WHY DOES THE DPP WANT TO REMOVE HIS STATUES?
The DPP does not consider Taiwan as part of China. When the party won the presidency in 2000, it launched a series of educational reforms to remove Chinese history from high school textbooks.
The DPP considers Mr Chiang a dictator and his regime a foreign one. It believes his statues should not be in public because they represent symbols of dictatorship and authoritarianism. Under his leadership, there was no freedom of speech.
In 1947, the arrest of a cigarette vendor in Taipei led to large-scale protests by the native Taiwanese against Chiang’s government.
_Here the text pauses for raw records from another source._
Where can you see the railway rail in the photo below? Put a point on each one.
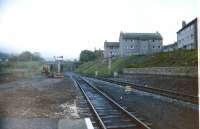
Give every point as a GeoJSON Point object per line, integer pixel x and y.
{"type": "Point", "coordinates": [109, 113]}
{"type": "Point", "coordinates": [167, 93]}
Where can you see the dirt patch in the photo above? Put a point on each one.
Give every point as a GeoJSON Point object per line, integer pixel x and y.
{"type": "Point", "coordinates": [51, 98]}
Following the protests, thousands, including students, lawyers and doctors, were executed. It is estimated that up to 28,000 people lost their lives in the turmoil.
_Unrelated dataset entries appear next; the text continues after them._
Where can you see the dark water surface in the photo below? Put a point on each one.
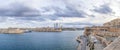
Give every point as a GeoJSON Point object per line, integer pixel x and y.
{"type": "Point", "coordinates": [40, 41]}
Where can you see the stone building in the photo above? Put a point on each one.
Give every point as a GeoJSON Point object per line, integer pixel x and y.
{"type": "Point", "coordinates": [113, 23]}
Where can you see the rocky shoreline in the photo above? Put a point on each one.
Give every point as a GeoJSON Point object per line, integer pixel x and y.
{"type": "Point", "coordinates": [101, 37]}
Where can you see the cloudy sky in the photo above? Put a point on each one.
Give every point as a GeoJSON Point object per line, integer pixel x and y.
{"type": "Point", "coordinates": [70, 13]}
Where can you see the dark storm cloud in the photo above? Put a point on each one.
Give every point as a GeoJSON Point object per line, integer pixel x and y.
{"type": "Point", "coordinates": [68, 12]}
{"type": "Point", "coordinates": [18, 10]}
{"type": "Point", "coordinates": [78, 23]}
{"type": "Point", "coordinates": [103, 9]}
{"type": "Point", "coordinates": [30, 18]}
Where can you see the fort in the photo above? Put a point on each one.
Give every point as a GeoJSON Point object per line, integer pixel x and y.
{"type": "Point", "coordinates": [101, 37]}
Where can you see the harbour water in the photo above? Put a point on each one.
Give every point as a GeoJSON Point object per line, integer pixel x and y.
{"type": "Point", "coordinates": [40, 41]}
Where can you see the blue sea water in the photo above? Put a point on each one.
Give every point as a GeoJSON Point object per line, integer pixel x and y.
{"type": "Point", "coordinates": [40, 41]}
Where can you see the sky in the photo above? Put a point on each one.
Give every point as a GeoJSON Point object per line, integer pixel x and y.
{"type": "Point", "coordinates": [69, 13]}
During the subsequent years of the “White Terror” period, Mr Chiang’s government ruled Taiwan under martial law, which ended only in the mid-1980s.
In 2018, the DPP established a transitional justice committee to investigate Mr Chiang’s rule. Among its recommendations was a recommendation to remove Chiang statues from public spaces.
However, there are some factions that think history should be preserved as it is, said Dr Lim Tai Wei, adjunct senior research fellow at the National University of Singapore’s East Asian Institute.
Others also believe that given Mr Chiang’s setting up of military academies, participation in a war of resistance against external enemies, and role in building modern Taiwan, he does have a place in history, Dr Lim told CNA’s East Asia Tonight.